Il s’agit également d’appliquer la réglementation en vigueur concernant l’obligation de constituer et de maintenir un stock de sécurité de 60 jours de consommation de carburant, ainsi que celles relatives à la protection des infrastructures d’importance vitale et d’adopter un plan spécifique d’intervention d’urgence et de gestion de crise.

Pourtant, la Tunisie n’est plus un pays rentier en matière de pétrole, ces mesures ne pourront pas assainir les comptes de la Steg, de la Stir et de l’Etap, tant que l’énergie, l’électricité, le gaz et les carburants seront commercialisés à des prix bien inférieurs à leur coût.

Pour restaurer la capacité financière des opérateurs publics afin qu’ils puissent assurer la mission qui leur est assignée, les auteurs de l’étude recommandent de revoir la politique de subvention.

«À long terme, une subvention généralisée et substantielle de lénergie nincite ni à la sobriété ni à la performance et ralentit le développement de ressources alternatives. Pour être efficace, la subvention de l’énergie doit être sélective, ciblée et judicieusement gérée dans le temps. L’annulation brutale des subventions aura des coûts sociaux. De même, leur entretien, sans procéder à tous les ajustements nécessaires, entraînera de graves perturbations dans le service public énergétique et, par conséquent, les populations vulnérables seront confrontées à une situation grave», explique l’étude. Elle que «la réforme de la politique des prix de lénergie est une opération délicate qui nécessite une concertation permanente sur plusieurs années entre les différentes parties prenantes. Le choix des produits et le calendrier de réduction de leurs subventions sont déterminés par les autorités politiques et la haute administration. La réduction sélective et ciblée des subventions énergétiques doit être suivie de mesures compensatoires visant à soutenir les catégories sociales les plus vulnérables.»

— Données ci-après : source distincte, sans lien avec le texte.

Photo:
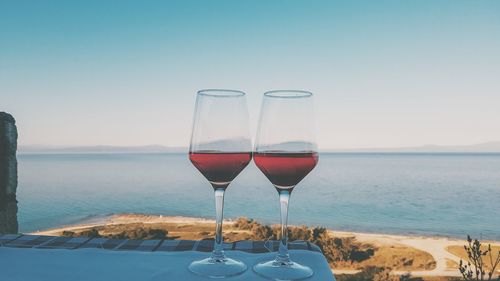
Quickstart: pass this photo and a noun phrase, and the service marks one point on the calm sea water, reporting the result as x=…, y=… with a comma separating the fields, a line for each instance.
x=429, y=194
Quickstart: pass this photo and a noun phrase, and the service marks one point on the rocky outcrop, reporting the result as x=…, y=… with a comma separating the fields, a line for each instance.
x=8, y=174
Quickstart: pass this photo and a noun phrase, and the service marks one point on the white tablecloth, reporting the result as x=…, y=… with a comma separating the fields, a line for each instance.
x=92, y=264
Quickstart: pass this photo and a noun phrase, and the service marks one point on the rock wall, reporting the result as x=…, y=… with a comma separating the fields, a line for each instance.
x=8, y=174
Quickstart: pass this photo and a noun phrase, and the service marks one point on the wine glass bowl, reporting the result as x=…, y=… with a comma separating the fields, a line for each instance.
x=220, y=149
x=285, y=151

Relancer le «plan solaire» qui a pris beaucoup de retard

Concernant la sécurité des importations de gaz pour assurer la continuité de l’approvisionnement en énergie électrique à court et moyen terme, l’Ites a appelé à mener des négociations dans les plus brefs délais avec les autorités algériennes afin de fixer les conditions d’achat du gaz au-delà de 2027, à donner un accord fort donner un élan au «plan solaire» qui a pris beaucoup de retard, mettre en œuvre rapidement le bon projet d’équipement des bâtiments publics en panneaux photovoltaïques et inciter les propriétaires d’habitations et d’immeubles à forte consommation électrique à s’équiper en panneaux photovoltaïques.

Outre ce plan d’urgence, l’étude ITES appelle à restructurer financièrement le secteur à court, moyen et long termes, à développer toutes les ressources énergétiques nationales, à maîtriser la demande en énergie, à diversifier les fournisseurs de gaz naturel importé ainsi qu’à accroître la capacité organisationnelle des acteurs.

D’après Tap.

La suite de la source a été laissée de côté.